Ce qui se passe en Mauritanie date d’avant les élections du 29 juin. Pour moi, il n’y a pas de coup d’Etat électoral. Une partie de la population se sent exclue systématiquement de la vie sociale, économique et politique. Le conflit électoral montre une fracture et une frustration de la part de la population qui ne se sent ni représentée ni prise en compte. Et ce n’est pas seulement une question ethnique (des haratins – anciens esclaves- ou des communautés negro-mauritaniennes) mais une question économique et sociale qui date de longtemps.

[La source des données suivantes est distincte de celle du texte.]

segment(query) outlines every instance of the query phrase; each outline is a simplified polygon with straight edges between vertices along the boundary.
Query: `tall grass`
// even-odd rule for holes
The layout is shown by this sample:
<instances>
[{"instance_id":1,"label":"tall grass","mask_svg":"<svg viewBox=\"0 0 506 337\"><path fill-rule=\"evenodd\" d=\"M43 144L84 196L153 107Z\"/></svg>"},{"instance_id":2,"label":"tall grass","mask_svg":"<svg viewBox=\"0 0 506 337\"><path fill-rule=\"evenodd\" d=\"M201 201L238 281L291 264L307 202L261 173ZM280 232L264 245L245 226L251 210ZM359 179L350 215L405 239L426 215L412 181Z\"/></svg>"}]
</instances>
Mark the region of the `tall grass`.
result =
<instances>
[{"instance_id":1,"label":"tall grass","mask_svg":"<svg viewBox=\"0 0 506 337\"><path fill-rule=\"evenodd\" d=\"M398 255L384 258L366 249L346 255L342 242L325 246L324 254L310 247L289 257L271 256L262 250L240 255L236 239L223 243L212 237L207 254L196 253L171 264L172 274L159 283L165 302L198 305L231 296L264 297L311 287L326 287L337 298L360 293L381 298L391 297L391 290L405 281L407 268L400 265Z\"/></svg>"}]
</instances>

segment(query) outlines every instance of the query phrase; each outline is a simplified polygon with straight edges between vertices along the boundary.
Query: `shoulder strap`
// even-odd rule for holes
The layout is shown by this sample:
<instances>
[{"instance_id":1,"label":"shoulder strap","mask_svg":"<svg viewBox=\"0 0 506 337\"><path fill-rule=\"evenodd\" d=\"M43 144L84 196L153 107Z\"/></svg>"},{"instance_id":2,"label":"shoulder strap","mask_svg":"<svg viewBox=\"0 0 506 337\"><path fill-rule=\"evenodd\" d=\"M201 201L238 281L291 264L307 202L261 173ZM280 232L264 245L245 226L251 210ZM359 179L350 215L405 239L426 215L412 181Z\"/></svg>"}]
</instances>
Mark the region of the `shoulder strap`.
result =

La campagne électorale avait donné une image d’une certaine réconciliation et dialogue (les dialogues politiques entre le régime et les candidats de l’opposition est une “technique” largement utilisé (2009, 2014) pour chercher une certaine légitimité et la cooptation de certains leaders de l’opposition). Mais Biram Dah Abeid et ses partisans ont pris un virage radical et ont choisi de ne pas reconnaître le résultat de l’élection. C’est l’un des principaux outils dont ils disposent, pour parvenir à un certain blocus et provoquer une réaction de la part du pouvoir. Les autres candidats de l’opposition cependant n’ont présenté aucun recours au Conseil constitutionnel qui finalement a déclaré Ghazouani vainqueur de l’élection présidentielle du 29 juin 2024.

Ce conflit, avant la publication définitive des résultats électoraux, a montré deux choses, d’un côté le pouvoir répressif de l’Etat qui a réagi rapidement, le dimanche 30, stoppant d’une manière violente et répressive les manifestations et mobilisations des sympathisants de Biram sur tout le territoire.

De l’autre côté, on a pu observer la capacité de Biram à mobiliser ses sympathisants. Après une campagne calme et au ton conciliant, la population est descendue dans la rue pour manifester son soutien à Biram qui a choisi de dénoncer “un coup d’État électoral”.